Highway 407 East: Will they still come?

The Ontario Ministry of Transportation has announced its intention to build extend Highway 407 East to its natural terminus in Clarington, where it would like with Highway 35/115. This would achieve the government’s goal of a complete multi-lane divided highway route ringing Toronto. Highway 407 is now a privately operated toll-road, with 90 years left on its 99-year lease and with – thanks to numerous court challenges the McGuinty Government lost – a virtually free rein on setting tolls. For the extension, the issues of ownership, financing, and relations with the current concessionaire, Highway 407 International, will be critical.
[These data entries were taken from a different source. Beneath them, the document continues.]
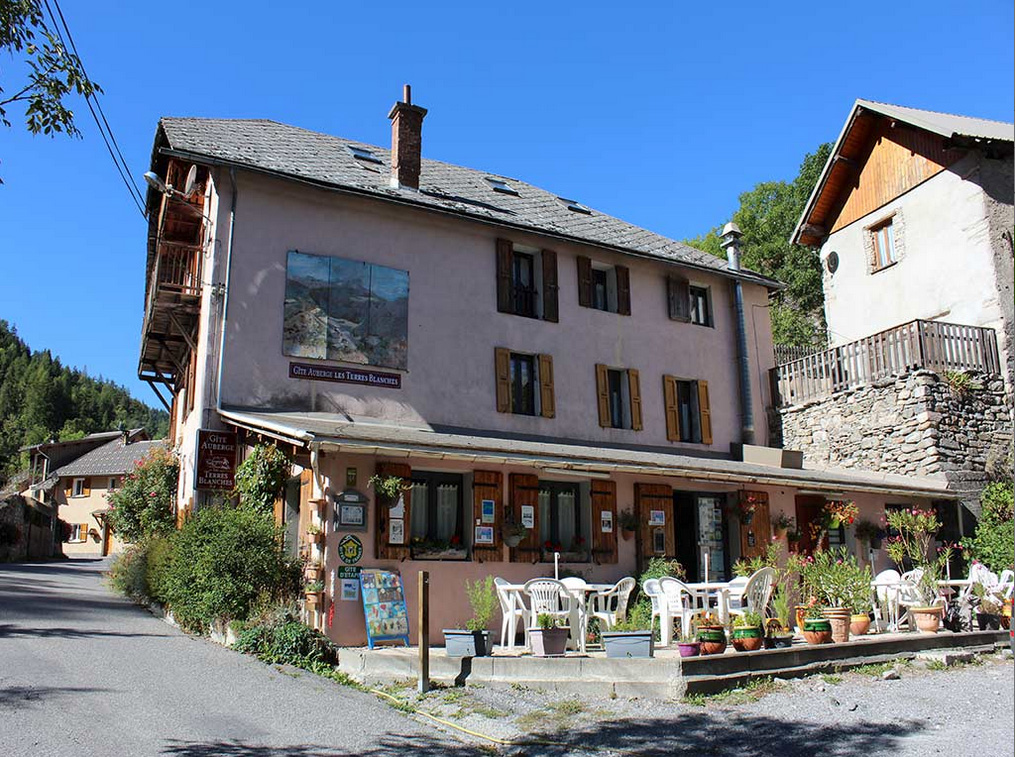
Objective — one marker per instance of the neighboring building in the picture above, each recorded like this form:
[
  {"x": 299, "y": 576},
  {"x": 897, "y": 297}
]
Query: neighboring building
[
  {"x": 78, "y": 476},
  {"x": 513, "y": 354},
  {"x": 912, "y": 216}
]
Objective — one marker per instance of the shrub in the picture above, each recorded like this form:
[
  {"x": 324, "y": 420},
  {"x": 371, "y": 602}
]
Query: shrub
[
  {"x": 280, "y": 638},
  {"x": 261, "y": 477},
  {"x": 143, "y": 505},
  {"x": 222, "y": 561},
  {"x": 994, "y": 542}
]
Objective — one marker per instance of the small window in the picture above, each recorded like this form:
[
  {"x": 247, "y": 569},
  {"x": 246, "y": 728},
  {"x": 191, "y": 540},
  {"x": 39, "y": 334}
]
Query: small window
[
  {"x": 700, "y": 305},
  {"x": 499, "y": 185},
  {"x": 560, "y": 519},
  {"x": 436, "y": 515},
  {"x": 884, "y": 245},
  {"x": 523, "y": 384}
]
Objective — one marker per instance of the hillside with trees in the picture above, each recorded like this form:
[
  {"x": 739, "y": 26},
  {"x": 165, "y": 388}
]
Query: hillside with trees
[
  {"x": 42, "y": 399},
  {"x": 767, "y": 215}
]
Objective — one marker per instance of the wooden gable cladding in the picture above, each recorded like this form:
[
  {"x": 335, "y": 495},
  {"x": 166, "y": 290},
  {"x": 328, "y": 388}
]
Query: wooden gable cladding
[
  {"x": 604, "y": 499},
  {"x": 386, "y": 550},
  {"x": 755, "y": 535},
  {"x": 524, "y": 491},
  {"x": 650, "y": 498},
  {"x": 892, "y": 161},
  {"x": 488, "y": 485}
]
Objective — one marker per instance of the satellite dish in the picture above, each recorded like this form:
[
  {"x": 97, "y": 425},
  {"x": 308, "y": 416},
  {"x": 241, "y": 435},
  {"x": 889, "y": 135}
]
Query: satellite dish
[{"x": 191, "y": 181}]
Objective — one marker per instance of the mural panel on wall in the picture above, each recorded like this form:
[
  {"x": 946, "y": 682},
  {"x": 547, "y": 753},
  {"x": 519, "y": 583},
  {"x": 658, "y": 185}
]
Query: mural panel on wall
[{"x": 345, "y": 310}]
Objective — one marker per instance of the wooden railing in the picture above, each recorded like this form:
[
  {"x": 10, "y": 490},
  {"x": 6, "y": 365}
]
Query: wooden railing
[{"x": 919, "y": 344}]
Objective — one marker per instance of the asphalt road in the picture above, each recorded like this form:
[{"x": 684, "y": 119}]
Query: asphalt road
[{"x": 84, "y": 672}]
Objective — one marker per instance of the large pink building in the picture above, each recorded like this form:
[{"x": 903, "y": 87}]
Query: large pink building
[{"x": 514, "y": 355}]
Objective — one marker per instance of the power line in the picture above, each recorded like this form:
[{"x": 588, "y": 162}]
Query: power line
[{"x": 106, "y": 132}]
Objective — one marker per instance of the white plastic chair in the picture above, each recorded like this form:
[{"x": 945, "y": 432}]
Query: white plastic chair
[
  {"x": 513, "y": 610},
  {"x": 679, "y": 604},
  {"x": 549, "y": 597},
  {"x": 611, "y": 606},
  {"x": 755, "y": 594}
]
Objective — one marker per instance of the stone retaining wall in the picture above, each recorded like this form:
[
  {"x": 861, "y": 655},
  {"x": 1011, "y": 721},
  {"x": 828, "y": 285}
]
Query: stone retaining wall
[{"x": 915, "y": 424}]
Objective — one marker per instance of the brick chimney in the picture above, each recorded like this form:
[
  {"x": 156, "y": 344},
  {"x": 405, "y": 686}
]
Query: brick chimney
[{"x": 406, "y": 141}]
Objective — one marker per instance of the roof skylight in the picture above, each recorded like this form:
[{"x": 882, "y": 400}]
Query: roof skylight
[
  {"x": 499, "y": 185},
  {"x": 361, "y": 153},
  {"x": 576, "y": 206}
]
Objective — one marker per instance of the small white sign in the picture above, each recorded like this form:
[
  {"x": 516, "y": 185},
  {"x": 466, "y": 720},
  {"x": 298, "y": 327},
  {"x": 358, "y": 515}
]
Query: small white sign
[
  {"x": 606, "y": 521},
  {"x": 396, "y": 532},
  {"x": 529, "y": 515}
]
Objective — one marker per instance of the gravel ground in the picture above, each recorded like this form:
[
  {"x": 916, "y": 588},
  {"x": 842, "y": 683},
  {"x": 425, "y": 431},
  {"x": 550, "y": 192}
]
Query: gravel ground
[{"x": 961, "y": 710}]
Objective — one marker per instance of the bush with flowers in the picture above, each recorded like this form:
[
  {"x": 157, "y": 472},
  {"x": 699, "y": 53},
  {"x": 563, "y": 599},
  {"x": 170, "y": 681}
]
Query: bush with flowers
[
  {"x": 911, "y": 544},
  {"x": 143, "y": 505}
]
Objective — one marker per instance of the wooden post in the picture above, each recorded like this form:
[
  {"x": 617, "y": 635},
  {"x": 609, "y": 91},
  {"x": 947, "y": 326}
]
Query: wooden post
[{"x": 424, "y": 631}]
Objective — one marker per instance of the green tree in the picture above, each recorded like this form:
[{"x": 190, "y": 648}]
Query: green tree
[
  {"x": 51, "y": 73},
  {"x": 767, "y": 215}
]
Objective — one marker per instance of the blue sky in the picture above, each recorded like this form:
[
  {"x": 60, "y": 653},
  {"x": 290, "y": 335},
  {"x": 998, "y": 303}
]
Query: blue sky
[{"x": 658, "y": 113}]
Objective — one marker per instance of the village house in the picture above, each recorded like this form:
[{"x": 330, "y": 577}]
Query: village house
[
  {"x": 512, "y": 354},
  {"x": 76, "y": 477},
  {"x": 912, "y": 217}
]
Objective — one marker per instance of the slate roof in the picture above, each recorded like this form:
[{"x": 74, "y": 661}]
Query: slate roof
[
  {"x": 326, "y": 160},
  {"x": 112, "y": 459},
  {"x": 568, "y": 455}
]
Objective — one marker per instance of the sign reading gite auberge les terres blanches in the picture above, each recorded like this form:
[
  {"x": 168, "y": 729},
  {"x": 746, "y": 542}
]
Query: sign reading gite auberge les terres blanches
[{"x": 216, "y": 460}]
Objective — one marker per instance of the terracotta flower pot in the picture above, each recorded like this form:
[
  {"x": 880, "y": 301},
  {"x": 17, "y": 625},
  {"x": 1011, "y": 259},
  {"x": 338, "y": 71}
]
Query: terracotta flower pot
[
  {"x": 839, "y": 619},
  {"x": 928, "y": 618},
  {"x": 860, "y": 624}
]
My co-author Chandram Mylvaganam and I argued in If you Build It …. that public ownership would have been preferable to the Harris Government’s privatization. The McGuinty Government agrees, but the question now becomes how to run a highway that is half-private and half-public.

The Government’s plans call for private sector construction and financing of the road and the tolling technology. Given current capital markets, could they find private sector bankers willing to put up the necessary billions? The private sector developer-operator is to be compensated by publicly-regulated tolls and a shorter agreement than the 99 year lease 407 International received. The question is whether this would be enough to cover their loans, or whether, under these circumstances, their break-even tolls would differ very much from the current tolls.
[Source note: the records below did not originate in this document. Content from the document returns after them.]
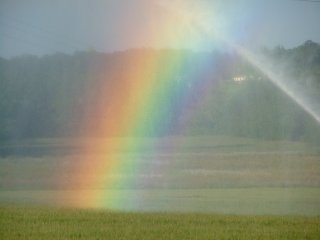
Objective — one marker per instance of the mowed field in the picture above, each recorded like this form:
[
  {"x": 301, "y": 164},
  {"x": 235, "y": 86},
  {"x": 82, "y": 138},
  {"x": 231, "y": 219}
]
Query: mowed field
[
  {"x": 194, "y": 188},
  {"x": 52, "y": 223}
]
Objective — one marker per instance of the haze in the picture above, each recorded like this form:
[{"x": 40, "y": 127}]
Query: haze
[{"x": 45, "y": 27}]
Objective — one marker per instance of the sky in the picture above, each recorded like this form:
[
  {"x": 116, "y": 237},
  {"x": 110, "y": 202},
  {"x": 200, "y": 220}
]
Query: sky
[{"x": 42, "y": 27}]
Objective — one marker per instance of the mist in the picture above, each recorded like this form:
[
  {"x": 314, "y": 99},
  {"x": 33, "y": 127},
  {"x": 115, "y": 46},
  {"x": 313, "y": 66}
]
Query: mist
[{"x": 161, "y": 106}]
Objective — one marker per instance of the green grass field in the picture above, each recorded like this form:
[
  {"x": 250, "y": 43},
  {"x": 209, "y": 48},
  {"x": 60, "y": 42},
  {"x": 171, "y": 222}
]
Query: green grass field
[
  {"x": 53, "y": 223},
  {"x": 209, "y": 188}
]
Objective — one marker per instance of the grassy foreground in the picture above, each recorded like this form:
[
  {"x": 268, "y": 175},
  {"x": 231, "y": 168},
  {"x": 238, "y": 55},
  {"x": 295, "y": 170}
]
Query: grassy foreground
[{"x": 54, "y": 223}]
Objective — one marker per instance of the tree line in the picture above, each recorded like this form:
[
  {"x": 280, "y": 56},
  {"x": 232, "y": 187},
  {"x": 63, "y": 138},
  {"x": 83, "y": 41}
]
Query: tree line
[{"x": 55, "y": 95}]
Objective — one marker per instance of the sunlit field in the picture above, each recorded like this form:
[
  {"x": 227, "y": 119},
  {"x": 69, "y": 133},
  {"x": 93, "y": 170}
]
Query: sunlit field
[
  {"x": 206, "y": 174},
  {"x": 53, "y": 223}
]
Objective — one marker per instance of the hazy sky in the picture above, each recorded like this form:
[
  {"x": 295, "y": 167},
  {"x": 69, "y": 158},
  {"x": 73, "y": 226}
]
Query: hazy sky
[{"x": 48, "y": 26}]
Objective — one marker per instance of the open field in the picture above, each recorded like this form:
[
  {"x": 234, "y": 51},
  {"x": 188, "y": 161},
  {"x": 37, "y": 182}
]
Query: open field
[
  {"x": 241, "y": 201},
  {"x": 53, "y": 223},
  {"x": 192, "y": 188}
]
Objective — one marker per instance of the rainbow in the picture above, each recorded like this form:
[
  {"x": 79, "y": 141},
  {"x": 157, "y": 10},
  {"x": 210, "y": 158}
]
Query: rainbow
[{"x": 147, "y": 94}]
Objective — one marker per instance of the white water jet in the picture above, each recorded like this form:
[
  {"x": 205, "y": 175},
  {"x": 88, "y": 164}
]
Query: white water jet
[{"x": 202, "y": 23}]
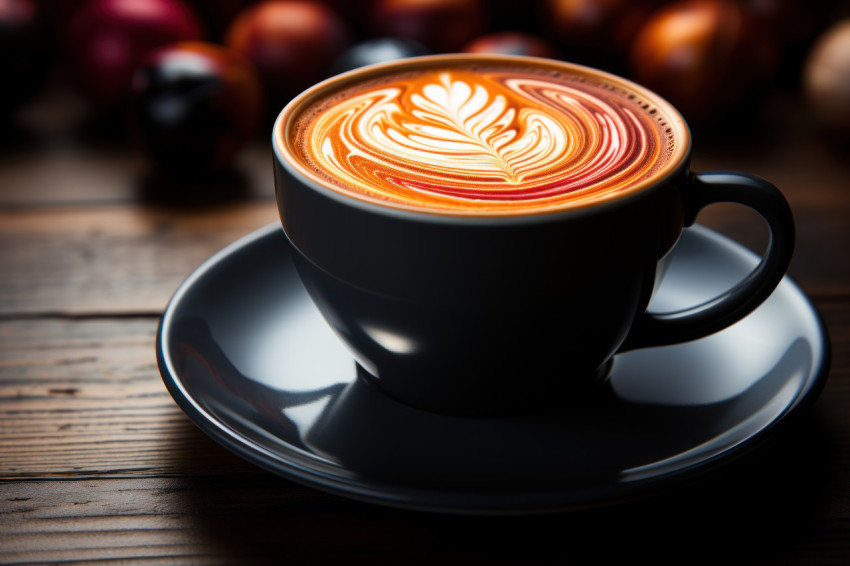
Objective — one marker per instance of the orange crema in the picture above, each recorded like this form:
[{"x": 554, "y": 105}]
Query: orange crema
[{"x": 477, "y": 138}]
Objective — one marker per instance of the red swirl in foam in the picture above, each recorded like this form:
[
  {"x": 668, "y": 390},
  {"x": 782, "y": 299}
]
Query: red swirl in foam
[{"x": 483, "y": 139}]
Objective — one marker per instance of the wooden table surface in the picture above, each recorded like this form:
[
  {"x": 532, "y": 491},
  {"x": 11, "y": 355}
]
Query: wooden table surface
[{"x": 97, "y": 462}]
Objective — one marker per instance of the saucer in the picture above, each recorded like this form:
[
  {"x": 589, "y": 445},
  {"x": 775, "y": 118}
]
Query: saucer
[{"x": 247, "y": 356}]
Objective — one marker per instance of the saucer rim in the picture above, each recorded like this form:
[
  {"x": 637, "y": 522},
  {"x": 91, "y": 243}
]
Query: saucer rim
[{"x": 295, "y": 467}]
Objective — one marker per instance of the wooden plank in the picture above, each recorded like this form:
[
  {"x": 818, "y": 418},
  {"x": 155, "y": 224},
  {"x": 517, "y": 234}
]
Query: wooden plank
[
  {"x": 85, "y": 398},
  {"x": 80, "y": 398},
  {"x": 217, "y": 520},
  {"x": 111, "y": 260}
]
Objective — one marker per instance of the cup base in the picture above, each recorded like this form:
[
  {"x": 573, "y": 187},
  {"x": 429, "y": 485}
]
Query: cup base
[{"x": 560, "y": 395}]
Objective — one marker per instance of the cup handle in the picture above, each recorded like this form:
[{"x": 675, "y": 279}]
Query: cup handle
[{"x": 713, "y": 187}]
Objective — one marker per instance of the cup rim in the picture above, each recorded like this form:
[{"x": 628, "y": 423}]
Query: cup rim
[{"x": 287, "y": 158}]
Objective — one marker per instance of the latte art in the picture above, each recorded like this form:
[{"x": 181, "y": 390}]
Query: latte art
[{"x": 473, "y": 138}]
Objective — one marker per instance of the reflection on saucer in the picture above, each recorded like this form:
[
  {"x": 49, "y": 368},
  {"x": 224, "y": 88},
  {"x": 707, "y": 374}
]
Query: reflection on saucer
[{"x": 251, "y": 361}]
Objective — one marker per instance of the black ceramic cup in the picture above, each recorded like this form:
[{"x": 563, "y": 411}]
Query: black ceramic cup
[{"x": 477, "y": 315}]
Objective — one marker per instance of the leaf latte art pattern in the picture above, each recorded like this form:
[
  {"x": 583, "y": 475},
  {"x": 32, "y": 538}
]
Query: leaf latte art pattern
[{"x": 461, "y": 139}]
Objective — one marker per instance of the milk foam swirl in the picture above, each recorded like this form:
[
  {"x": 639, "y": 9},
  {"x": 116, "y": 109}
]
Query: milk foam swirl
[{"x": 460, "y": 138}]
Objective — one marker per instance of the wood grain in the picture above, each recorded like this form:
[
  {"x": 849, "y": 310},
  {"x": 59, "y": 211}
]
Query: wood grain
[
  {"x": 80, "y": 398},
  {"x": 97, "y": 463},
  {"x": 111, "y": 259}
]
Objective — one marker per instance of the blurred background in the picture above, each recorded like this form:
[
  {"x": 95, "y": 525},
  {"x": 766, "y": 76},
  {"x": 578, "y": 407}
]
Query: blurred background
[{"x": 185, "y": 85}]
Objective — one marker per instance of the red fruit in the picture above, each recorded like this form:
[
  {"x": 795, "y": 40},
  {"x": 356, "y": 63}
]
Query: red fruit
[
  {"x": 705, "y": 56},
  {"x": 440, "y": 25},
  {"x": 291, "y": 43},
  {"x": 195, "y": 104},
  {"x": 594, "y": 28},
  {"x": 217, "y": 15},
  {"x": 108, "y": 38},
  {"x": 24, "y": 53},
  {"x": 512, "y": 43}
]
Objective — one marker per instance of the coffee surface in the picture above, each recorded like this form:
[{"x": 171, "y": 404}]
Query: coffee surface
[{"x": 472, "y": 137}]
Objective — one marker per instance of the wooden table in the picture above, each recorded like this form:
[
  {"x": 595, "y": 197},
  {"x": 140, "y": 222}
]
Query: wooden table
[{"x": 98, "y": 463}]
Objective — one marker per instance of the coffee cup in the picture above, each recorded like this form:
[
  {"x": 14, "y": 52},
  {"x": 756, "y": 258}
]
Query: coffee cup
[{"x": 485, "y": 232}]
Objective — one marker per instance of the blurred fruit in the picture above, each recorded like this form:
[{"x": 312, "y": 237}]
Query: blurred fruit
[
  {"x": 440, "y": 25},
  {"x": 24, "y": 55},
  {"x": 195, "y": 104},
  {"x": 826, "y": 78},
  {"x": 579, "y": 22},
  {"x": 512, "y": 43},
  {"x": 705, "y": 56},
  {"x": 374, "y": 51},
  {"x": 218, "y": 14},
  {"x": 291, "y": 43},
  {"x": 108, "y": 38}
]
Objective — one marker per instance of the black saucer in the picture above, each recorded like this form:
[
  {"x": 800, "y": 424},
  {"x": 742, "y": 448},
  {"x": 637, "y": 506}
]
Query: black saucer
[{"x": 246, "y": 355}]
Who would likely win the competition for the contract? 407 International must be the favoured competitor because it has the experience designing and maintaining the current road as well as the tolling technology. In addition, Highway 407 East will generate additional traffic on the existing Highway 407 (for example Kawartha cottagers who shift their summer trips from 401 to 407). These construction and network economies of scale should enable 407 International to make the lowest bid. On the other hand, we can imagine other bidders, such as major construction companies and, on the technology side, operators of similar road pricing projects, for example IBM, which played a major role in London and Stockholm. If the technologies are not integrated, the user would be presented with the inefficiency of carrying two different transponders and receiving two bills for a trip using the two different parts of 407.

So the devil is in the details on this one. My bet, at the end of the day, is that 407 International will win the contract to build, design, and operate the Eastern extension, and while their tolls on that portion will be regulated, the fact they are deregulated on the rest of the highway will enable them to make their target rate of return on the Eastern extension.
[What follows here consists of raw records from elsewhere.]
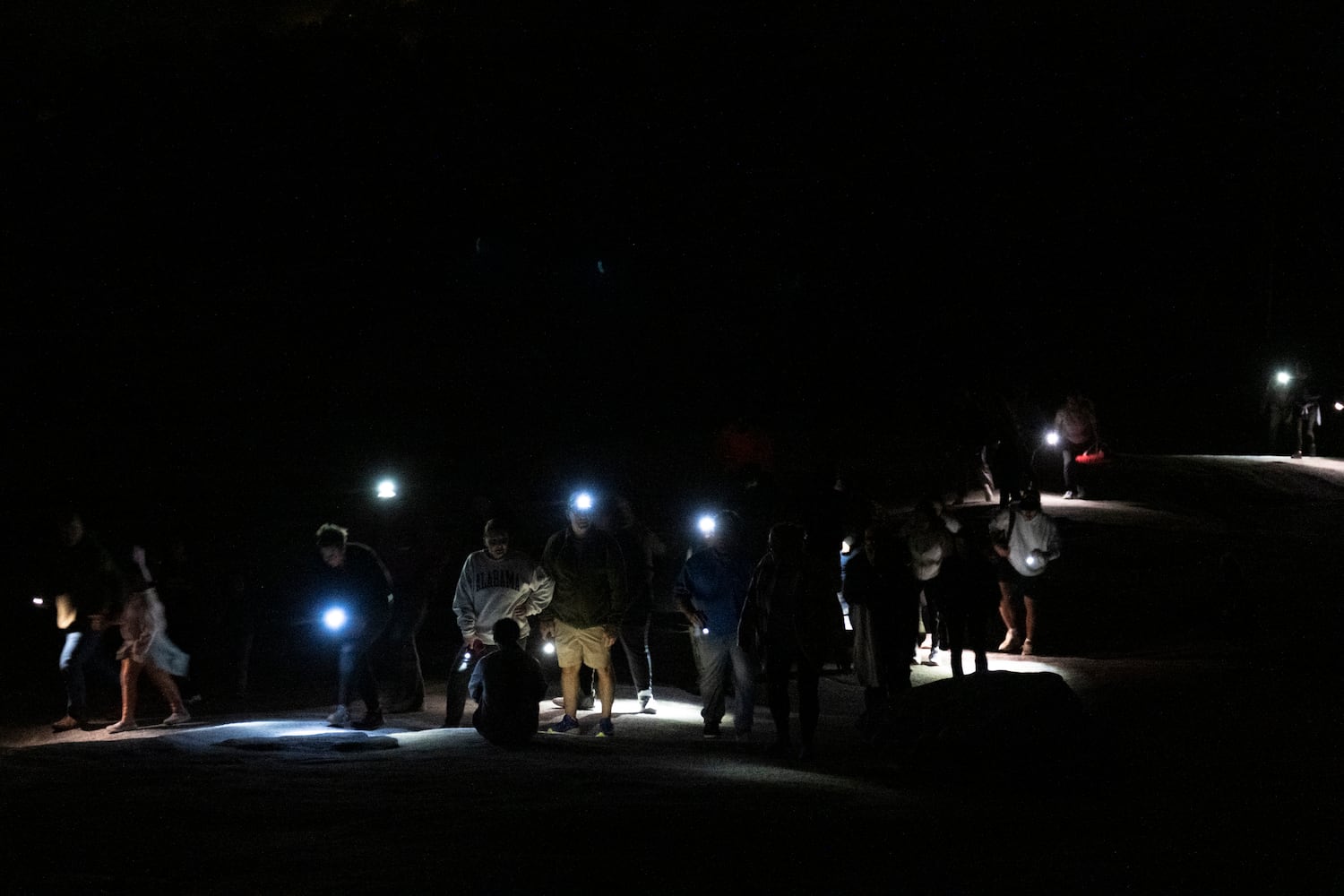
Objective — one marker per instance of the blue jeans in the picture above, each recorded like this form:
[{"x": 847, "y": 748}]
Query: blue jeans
[
  {"x": 718, "y": 656},
  {"x": 77, "y": 654}
]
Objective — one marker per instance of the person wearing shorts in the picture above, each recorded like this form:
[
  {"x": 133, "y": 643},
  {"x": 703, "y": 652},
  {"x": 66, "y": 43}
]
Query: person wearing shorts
[{"x": 586, "y": 607}]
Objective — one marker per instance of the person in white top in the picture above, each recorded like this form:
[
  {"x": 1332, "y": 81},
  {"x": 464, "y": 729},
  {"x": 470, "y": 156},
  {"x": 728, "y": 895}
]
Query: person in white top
[
  {"x": 1027, "y": 541},
  {"x": 496, "y": 583}
]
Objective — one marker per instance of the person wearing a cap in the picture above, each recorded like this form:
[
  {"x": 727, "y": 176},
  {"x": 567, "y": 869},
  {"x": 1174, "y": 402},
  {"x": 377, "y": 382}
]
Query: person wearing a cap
[{"x": 1026, "y": 541}]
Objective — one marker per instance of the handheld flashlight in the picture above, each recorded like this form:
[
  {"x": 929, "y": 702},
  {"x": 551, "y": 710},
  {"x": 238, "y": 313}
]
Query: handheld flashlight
[{"x": 335, "y": 618}]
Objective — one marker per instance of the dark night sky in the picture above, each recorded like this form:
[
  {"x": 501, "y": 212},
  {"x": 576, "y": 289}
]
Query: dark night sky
[{"x": 245, "y": 246}]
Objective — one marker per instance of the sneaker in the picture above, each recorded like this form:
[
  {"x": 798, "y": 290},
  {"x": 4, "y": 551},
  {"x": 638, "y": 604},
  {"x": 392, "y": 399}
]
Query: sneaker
[{"x": 567, "y": 724}]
  1. You have no idea how thrilled I am to have stumbled across your blog. You are saying a lot of things I have been trying to say for 6 years now. I live in Ajax. I went down to Queen’s Park.

    Minister Wynne was not thrilled to speak to me at all, but I spoke with her Chief of Staff, Dave Penfold. I questioned how they can claim they will have a seamless system, with control over tolls and customer service without the current operators involvement.

    This was Mr. Penfold’s response, “It was announced in 2009 that Ontario is proceeding to build the highway 407E extension and that tolling revenue would come back to the province. With respect to tolling on the extension I did not indicate that we have not thought that far in advance. The government announced on June 8, 2010 that the new extension including the link will be a tolled highway that is owned and controlled by the government. The government will have complete control of toll rates and revenues and for setting customer service standards. The specific regime for the collection is currently under analysis.”

    Well they already started construction out here and I still do not have an answer on how they plan on achieving that.

    I have been saying for 6 years that the issues surrounding the current operator has to be dealt with once and for all.

    Oh yeah and at a meeting in the City of Oshawa it was announced that funding of this extension is not on the books. My immediate reaction was what??? How can they do this? The questions in your article should be demanding further investigation.

    Our group is committed to raising awarness and we need people like you in the know to help. I hope you are willing.

  2. Sorry… one more point. This is just a pet peeve of mine. The McGuinty government did not lose their court challenge. They settled in what was advertised as an amicable settlement.

    I am of the believe they didn’t ask the right questions to begin with. For example, when Transportation Minister Harinder Takhar ordered an investigative review of consumer complaints against the operator of Highway 407, it was done because there are provisions to renegotiate the concessions contract. Unfortunately for us, rather than focusing on customer service as I feel they should have, they were promising “roll back” tolls and made comparisons with toll rates on the New York State Thruway – a half century old pike with relatively little debt – to charge the 407 with “gouging”. Of course the operators could cry poor at that time and whine about their debt load and yada yada yada.

    However, you tell me if this is still the case when on April 17th, 2009, The Toronto Star publishes an article that shows that this highway has profited $8 million for the quarter ending March 31st, 2009 as a reversal report of an initial claim of an $11.9 million loss for the same period. They no longer can claim poor.

    What bothers me even more about this and makes me question things is the fact that our CPP just purchased 10% of Ferrovial’s stake in this highway for 25% more than the initial asking price? Ferrovial was recorded as being in need of selling that stake in the highway. So what’s going on? Why does it seem like I am the only person that feels something is wrong with this? Am I missing something?

    I do not want an all out war with this highway, but I feel the public deserves transparency. There is more that the government can do and it baffles me why they aren’t.